Я закрываю глаза и ложусь на спину, закинув руки за голову. Солнце светит сквозь веки, мир становится оранжевым. Черт, не хочется ни о чем думать, не хочется вспоминать. Я подумаю об этом потом, сейчас все закончилось хотя бы на время, сейчас мы живы. Наши желудки набиты собачатиной, и нам плевать на все. Сейчас я могу лежать на солнце и не бояться выстрела в голову, и это такое счастье. Я помню лицо снайпера, который целился в меня в Гойтах. Мне почему–то не было тогда страшно.
Ладно, хватит. Нечего об этом думать. Потом, потом, все потом.
Солнце разморило нас, мы дремлем, может, даже засыпаем на какое–то время — сложно сказать: слух во время сна остается таким же острым, как и при бодрствовании, и во сне мы реагируем на каждый звук. Птичий щебет, солдатские голоса, одиночный выстрел, тарахтение дырчика — это все неопасные звуки. Мы спим.
Дрыхнем до тех пор, пока солнце не скрывается за горизонтом. Становится прохладно. У меня ноет отмороженное в горах пузо, я встаю с земли и отливаю прямо себе под ноги. Струйка быстро иссякает, не принеся облегчения, внизу живота по–прежнему болит. Надо будет показаться нашему фельдшеру.
Чеченята так и не появляются. Наши ракеты безвозмездно отправились в фонд помощи боевикам.
— Хреновые из нас коммерсанты, Фикса, — говорю я. — Надо было сначала шмаль от них получить, а потом расплачиваться. Пойдем, нас кинули.
— Надо было автоматы взять, вот что. Одного оставили бы здесь и держали под прицелом, пока другой за анашой бегал бы.
— Они все равно бы не пришли. Они же не дураки, понимают, что ничего мы им не сделаем. Ты же не расстреляешь пацана за «корабль» шмали?
— Конечно, нет…
Мы идем вдоль забора назад, к нашей палатке. Под кирзачами хрустят битый кирпич, осколки. Когда–то здесь были бои, скорее всего, в прошлую войну. С тех пор никто не работал на этом заводе, никто не отстраивал его. Разбитые здания использовались для содержания рабов.

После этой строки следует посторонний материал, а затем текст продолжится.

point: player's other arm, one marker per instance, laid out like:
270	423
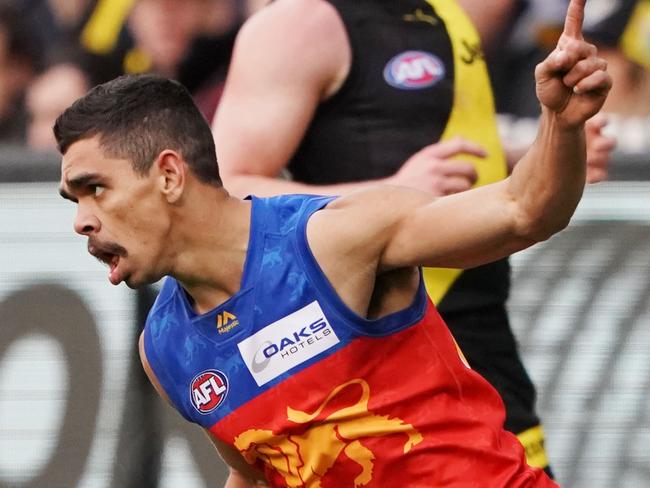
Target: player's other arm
241	474
405	228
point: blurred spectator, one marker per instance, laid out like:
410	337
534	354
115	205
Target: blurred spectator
493	19
18	60
190	41
622	32
49	94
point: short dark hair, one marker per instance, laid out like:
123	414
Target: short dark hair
137	117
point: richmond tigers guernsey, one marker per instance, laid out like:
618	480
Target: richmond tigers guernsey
317	396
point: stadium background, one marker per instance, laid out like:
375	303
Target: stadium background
75	410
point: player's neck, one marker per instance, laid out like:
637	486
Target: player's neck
210	261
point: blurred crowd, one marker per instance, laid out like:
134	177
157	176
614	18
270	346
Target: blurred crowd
52	51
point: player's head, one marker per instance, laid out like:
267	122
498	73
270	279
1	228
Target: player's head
135	151
136	117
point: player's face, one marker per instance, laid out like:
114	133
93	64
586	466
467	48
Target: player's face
120	211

Я вдруг вспоминаю Димку Лебедева, мы с ним вместе возили гробы в Москве. Его бэтээр подорвался на мине, все отделение погибло сразу. Димка видел, как по воздуху, словно ядро, летел его взводный и как взрывной волной ему отрывало руки и ноги. На землю упало только туловище в бронежилете. Димку очень сильно контузило тогда, и он провалялся на дороге почти сутки. «Чехи», которые вышли из придорожной зеленки, не пристрелили его, посчитали мертвым. Он очухался ночью и тут же наткнулся на других боевиков, которые увезли его с собой в горы. Димку и еще семерых срочников держали в какой–то мазанке. Били, резали пальцы — хотели, чтобы они приняли ислам. Кто–то принял, а кто–то, как Димка, отказался. Тогда его перестали кормить. Две недели он питался травой и червяками.

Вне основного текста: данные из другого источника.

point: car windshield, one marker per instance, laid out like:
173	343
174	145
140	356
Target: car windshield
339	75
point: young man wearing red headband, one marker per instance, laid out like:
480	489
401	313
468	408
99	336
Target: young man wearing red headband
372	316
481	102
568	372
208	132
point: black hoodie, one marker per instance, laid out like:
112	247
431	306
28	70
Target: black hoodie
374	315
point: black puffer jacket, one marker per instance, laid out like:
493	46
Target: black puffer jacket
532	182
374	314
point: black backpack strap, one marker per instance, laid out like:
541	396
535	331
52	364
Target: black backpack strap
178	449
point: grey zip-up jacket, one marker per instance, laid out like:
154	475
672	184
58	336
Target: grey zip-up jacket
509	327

Каждый день пленных возили рыть оборонительные сооружения в горах, и в конце концов Димке удалось сбежать. Его подобрал старый чечен и спрятал в своем доме. Димка жил в его семье как работник, ходил за скотиной, смотрел за хозяйством. Его не обижали, а когда Димка захотел домой, отвезли в Моздок. Везли ночью, в багажнике, чтобы не зарезали боевики. Он вернулся домой живым, переписывался со своим хозяином, тот даже гостил у него несколько раз. Димка его так и называл — хозяин, как раб. Плен остался в нем навсегда; у него были услужливые, боящиеся глаза, он всегда был готов закрыть голову руками и сесть на корточки, пряча живот и пах. Разговаривал тихо и никогда не отвечал на обиду.
А потом из Чечни приехал племянник хозяина, избил Димкину мать, забрал его сестру и увез с собой. За ее освобождение он требовал денег. Может, держал ее здесь вот, в подвалах этих цехов, вместе с десятками других пленных, насиловал и резал пальцы.
— Скажи, — спрашивает меня вдруг Фикса, — а ты правда дострелил бы того раненого? Там, в горах, помнишь?